Ujjivan has the highest capital adequacy ratio of 28.3%. We are strong in terms of portfolio quality, governance and management.
By Hariprasad Radhakrishnan
The Covid-19 crisis is a good opportunity for businesses to plan for the future, as a lot of business models and customer behaviour are expected to change in the post-crisis scenario, says Nitin Chugh, MD and CEO, Ujjivan Small Finance Bank. In an interview with Hariprasad Radhakrishnan, Chugh said that the bank has adopted an opt-out repayment moratorium policy for its microbanking customers as they would need it the most, while for others, it has chosen an opt-in policy. Excerpts:
How do you think the lockdown would affect the asset quality of your microfinance book? What has been the impact on your rural borrowers?
Borrowers have been affected everywhere, and not just the rural borrowers. However, in our case, most of our borrowers run their own businesses, while a very small proportion of borrowers are dependent on their daily earnings. As and when the lockdown is over, the businesses should be able to get back on track faster than people who are dependent on daily wages. It is hard to say how they are going to be impacted. Considering that we have had a well-run book all this time, I think we will be better off and well-prepared.
Have your repayments been affected so far?
We had to stop our microfinance repayments a day before the lockdown was announced. On March 23 itself, our field operations were stopped. There is a very small proportion that comes through digital repayments. For all practical purposes, on micro-banking, there are no repayments right now. In any case, the loans are under moratorium.
How is Ujjivan rolling out the moratorium to its borrowers?
For March, most payments had already come. The recovery is due for April and May, and for those who have not repaid in March. For microbanking, we have extended it for everybody as they would need it the most. For all the other businesses, the offer is for all, but the customers have to make a request. We are reaching out to customers, and some of them are contacting us. We are taking these requests from customers who are in need, and make the changes in the system. For microbanking, it is opt-out, but all other customers have to opt-in for the moratorium.
What is the bank’s strategy to handle the crisis?
Our strategy is to ensure the well-being of our employees and customers at this time. We have put in a set of empowered teams in place. We are making a lot of outreach to our customers, and offered them free doctor consultations to check on any kind of symptoms nearly two weeks ago. Our senior management and HR team are checking on our employees’ well-being. Meanwhile, our branches are operational with very limited staff. Business continuity plan is functional, and ATMs are functional. We are also in touch with the deposit side of our customers. We encourage our customers to use digital channels. This time is a good opportunity for us to plan for a different way of running our businesses in the future, because a lot of things will change after this. We will see a lot of changes in business models and customer behaviour. We have to be better prepared for the post-crisis scenario.
When do you expect disbursements to pick up?
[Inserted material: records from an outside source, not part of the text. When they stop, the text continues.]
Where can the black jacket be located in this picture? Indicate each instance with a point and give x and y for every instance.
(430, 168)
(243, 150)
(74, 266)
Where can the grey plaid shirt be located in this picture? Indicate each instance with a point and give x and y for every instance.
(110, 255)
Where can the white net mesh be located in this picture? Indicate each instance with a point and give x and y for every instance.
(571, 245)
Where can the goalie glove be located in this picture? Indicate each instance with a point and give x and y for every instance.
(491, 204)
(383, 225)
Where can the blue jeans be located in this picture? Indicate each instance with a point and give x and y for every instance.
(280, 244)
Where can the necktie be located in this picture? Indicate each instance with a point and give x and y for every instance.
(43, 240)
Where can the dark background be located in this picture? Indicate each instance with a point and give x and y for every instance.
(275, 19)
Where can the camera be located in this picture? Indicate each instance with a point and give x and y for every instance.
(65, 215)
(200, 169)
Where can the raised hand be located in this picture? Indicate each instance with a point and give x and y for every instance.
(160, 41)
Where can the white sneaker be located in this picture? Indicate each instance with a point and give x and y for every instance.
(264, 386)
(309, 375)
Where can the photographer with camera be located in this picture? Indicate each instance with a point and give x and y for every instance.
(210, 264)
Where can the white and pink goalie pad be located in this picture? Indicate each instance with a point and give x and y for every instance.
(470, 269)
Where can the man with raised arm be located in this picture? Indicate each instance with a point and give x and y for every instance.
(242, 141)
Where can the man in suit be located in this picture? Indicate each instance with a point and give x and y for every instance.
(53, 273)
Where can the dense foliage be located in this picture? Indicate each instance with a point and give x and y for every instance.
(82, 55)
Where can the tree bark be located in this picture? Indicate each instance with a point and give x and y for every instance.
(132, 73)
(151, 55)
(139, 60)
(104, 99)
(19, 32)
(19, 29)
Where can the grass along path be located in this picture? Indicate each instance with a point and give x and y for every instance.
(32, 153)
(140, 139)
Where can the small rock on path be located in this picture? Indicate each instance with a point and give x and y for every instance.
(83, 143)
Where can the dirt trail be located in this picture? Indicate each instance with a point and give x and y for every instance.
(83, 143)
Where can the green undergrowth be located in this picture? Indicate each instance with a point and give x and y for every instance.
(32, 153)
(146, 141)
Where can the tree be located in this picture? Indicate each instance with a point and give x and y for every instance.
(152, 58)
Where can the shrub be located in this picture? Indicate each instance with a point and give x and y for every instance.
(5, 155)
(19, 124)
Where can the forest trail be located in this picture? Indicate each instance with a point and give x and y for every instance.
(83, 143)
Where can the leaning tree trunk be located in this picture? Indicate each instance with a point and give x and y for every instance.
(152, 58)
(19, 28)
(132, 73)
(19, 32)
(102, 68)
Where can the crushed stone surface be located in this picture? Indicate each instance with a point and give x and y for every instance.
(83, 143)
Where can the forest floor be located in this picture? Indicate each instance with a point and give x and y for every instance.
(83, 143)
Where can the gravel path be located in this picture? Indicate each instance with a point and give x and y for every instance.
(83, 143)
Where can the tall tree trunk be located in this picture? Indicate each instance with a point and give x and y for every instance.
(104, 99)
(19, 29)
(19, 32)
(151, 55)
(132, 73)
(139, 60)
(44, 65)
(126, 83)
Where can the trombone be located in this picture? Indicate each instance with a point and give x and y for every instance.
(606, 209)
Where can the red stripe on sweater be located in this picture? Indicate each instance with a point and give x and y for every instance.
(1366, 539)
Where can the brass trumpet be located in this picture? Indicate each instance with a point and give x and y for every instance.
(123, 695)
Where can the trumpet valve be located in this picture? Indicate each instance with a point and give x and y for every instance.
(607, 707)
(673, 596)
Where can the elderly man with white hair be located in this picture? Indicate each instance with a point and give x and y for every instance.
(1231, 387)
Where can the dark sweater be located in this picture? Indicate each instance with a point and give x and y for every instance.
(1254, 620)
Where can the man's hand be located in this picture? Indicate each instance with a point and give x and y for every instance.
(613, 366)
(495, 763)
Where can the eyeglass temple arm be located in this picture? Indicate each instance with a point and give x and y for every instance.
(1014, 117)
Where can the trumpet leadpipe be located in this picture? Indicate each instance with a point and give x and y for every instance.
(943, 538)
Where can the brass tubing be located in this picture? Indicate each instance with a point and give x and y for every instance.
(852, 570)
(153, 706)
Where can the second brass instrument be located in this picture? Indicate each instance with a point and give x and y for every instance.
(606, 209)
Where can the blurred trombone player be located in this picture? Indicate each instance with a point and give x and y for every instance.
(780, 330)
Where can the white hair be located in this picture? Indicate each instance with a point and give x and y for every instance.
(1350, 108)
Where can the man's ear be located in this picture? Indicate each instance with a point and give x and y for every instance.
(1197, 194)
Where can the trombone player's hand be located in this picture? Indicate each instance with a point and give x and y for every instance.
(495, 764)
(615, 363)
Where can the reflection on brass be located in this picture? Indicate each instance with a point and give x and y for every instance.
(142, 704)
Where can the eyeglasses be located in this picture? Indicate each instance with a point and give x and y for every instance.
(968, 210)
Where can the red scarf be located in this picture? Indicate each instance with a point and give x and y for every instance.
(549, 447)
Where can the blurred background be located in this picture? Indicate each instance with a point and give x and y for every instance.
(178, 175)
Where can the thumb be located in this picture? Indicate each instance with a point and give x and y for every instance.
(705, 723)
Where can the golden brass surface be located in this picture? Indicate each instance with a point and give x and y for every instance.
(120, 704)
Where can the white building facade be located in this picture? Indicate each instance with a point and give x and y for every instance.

It is too early to say right now. If I have to give top-up loans to my repeat customers, it would not require a face-to-face interaction, and a phone interaction may be good enough. Maybe, they can be restored faster. If it is a new customer, a face-to-face interaction will be required. A field visit is required for loan against property or a business loan, which is not happening anytime soon. We will see how it plays out. Our level of preparedness will continue to be high.
Do you think there could be issues around deposit stability in small finance banks due to the crisis?
I don’t want to generalise, but small finance banks are as secure, stable and trustworthy as any other category of banks. If at all, we have seen these worries playing out in some of the larger private sector banks and, once in a while, in public sector banks also. Now, the RBI governor has assured that people should not have to worry about their deposits in any of the banks. Small finance banks are far more regulated than universal banks. There is no reason to think that there is lesser security there. Ujjivan has the highest capital adequacy ratio of 28.3%. We are strong in terms of portfolio quality, governance and management. Our customers believe in us. None of the customers were worried and did not come to us to ask that question. So, we don’t have any issue in deposits.